President Eyring then spoke to Latter-day women across the globe. “With all your differences in personal circumstances and past experiences I can tell you something of what lies ahead for you,” he said. “As you keep the faith you will find yourself invited by the Lord often to serve someone in need when it will not seem convenient.”
President Eyring said lessons from the story of the Good Samaritan—who found a beaten traveler on the road, helped the man and put in place a specific plan for others to do more—can guide Relief Society sisters.
“At least once, and perhaps often, you have been surprised when you encountered someone in need of care,” he said. “It may have been a parent, a grandparent, a sister or a child struck by illness or disability. Your feelings of compassion prevailed over your human desires. So, you began to offer help.
“Like the traveler in the scripture story of the Good Samaritan it is likely that the help needed turned into longer-term care than you could give alone. The Samaritan needed to pass the traveler to the care of the innkeeper. The Lord’s plan for serving others in need provides teams.”
President Eyring said bishops and Relief Society presidents always invite family members to help each other when there is a need.
“You have observed and felt that blessing,” he said. “Whenever you have cared for someone for even a short time you have felt love for the person you served.”
Because caregivers are mortal, that love may also be interrupted by feelings of frustration and fatigue, he said.
“That is another reason why the Lord lets us have the help of others in our service to those in need,” he said. “That is why the Lord has created societies of caregivers.”
President Eyring said caring for those in need takes a team—a loving and unified society.
“Even though extended and loving service to people is richly rewarded, you have learned that there are physical, emotional and financial limits to what is possible,” he said. “The person giving care long enough can become the one who needs care.”
President Eyring told the congregation that what they know of the plan of salvation can be their guide in making heartrending choices—such as balancing their desires to serve with the prudence of meeting their own needs.
“Our choice to best help someone through hard trials then becomes: ‘What course should I follow that will best help the person I love to “endure well?” It is for us to make it more likely that they can exercise faith in Christ, keep a bright hope of eternal life, and practice charity, the pure love of Christ, to the end of his or her life.’”
Great Relief Society presidents find ways to let those who need care help in the care of others, he said. “They create opportunities for sisters to endure trials well as they care for each other in the pure love of Christ. That may include gentle urging of the tired giver of care to rest and accept the help of others.”
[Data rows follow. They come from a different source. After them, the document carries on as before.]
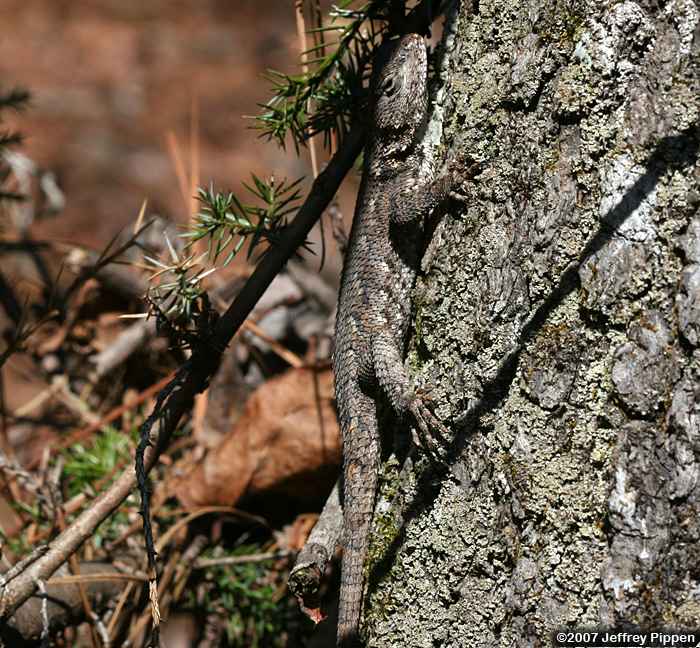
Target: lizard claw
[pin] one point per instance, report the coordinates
(455, 195)
(433, 435)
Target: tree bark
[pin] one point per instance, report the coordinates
(557, 328)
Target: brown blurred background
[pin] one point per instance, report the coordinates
(115, 82)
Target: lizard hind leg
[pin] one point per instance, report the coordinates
(392, 378)
(361, 452)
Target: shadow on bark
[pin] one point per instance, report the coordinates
(674, 152)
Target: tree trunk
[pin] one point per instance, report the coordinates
(557, 325)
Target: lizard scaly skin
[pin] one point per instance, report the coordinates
(375, 298)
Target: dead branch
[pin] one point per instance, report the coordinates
(64, 603)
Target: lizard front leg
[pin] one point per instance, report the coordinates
(360, 470)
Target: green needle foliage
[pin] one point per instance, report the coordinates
(248, 597)
(223, 217)
(323, 99)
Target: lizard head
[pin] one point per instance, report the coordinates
(399, 91)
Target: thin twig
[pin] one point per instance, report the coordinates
(198, 372)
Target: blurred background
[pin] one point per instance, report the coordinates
(124, 91)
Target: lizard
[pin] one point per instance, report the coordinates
(374, 305)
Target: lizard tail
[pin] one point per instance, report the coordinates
(360, 483)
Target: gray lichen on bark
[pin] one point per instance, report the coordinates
(557, 329)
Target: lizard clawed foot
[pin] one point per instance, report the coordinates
(434, 436)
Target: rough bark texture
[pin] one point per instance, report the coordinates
(557, 326)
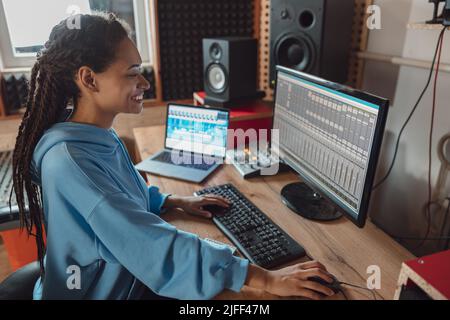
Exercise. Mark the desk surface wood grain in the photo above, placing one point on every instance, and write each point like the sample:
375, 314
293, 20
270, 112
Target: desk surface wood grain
346, 250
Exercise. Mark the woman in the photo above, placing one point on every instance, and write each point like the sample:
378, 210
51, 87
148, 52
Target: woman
104, 236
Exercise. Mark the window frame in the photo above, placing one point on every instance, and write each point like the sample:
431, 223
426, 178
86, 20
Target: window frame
144, 38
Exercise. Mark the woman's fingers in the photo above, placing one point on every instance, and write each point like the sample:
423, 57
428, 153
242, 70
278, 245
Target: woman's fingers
316, 272
310, 294
312, 264
215, 201
213, 196
317, 287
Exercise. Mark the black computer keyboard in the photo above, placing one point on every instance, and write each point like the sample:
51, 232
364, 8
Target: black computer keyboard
258, 238
195, 162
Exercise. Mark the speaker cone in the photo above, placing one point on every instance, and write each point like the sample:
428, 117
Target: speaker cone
216, 78
295, 51
215, 51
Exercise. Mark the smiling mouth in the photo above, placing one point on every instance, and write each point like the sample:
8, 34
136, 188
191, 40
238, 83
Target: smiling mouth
139, 98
The sisters make that possible by being slow to judge those going through trials, he said.
“Most people carrying heavy loads begin to doubt themselves and their own worth. We lighten their loads as we are patient with their weaknesses and celebrate whatever goodness we can see in them. The Lord does that.”
The Holy Ghost is sent to Relief Society sisters and to those they care for. “You will be strengthened and yet inspired to know the extent of your ability to serve,” he said. “The Spirit will comfort you when you may wonder, ‘Did I do enough?’
“I testify that the Lord will be with you and that your way will be prepared and marked for you by Him in your service to those He loves in their needs and trials.”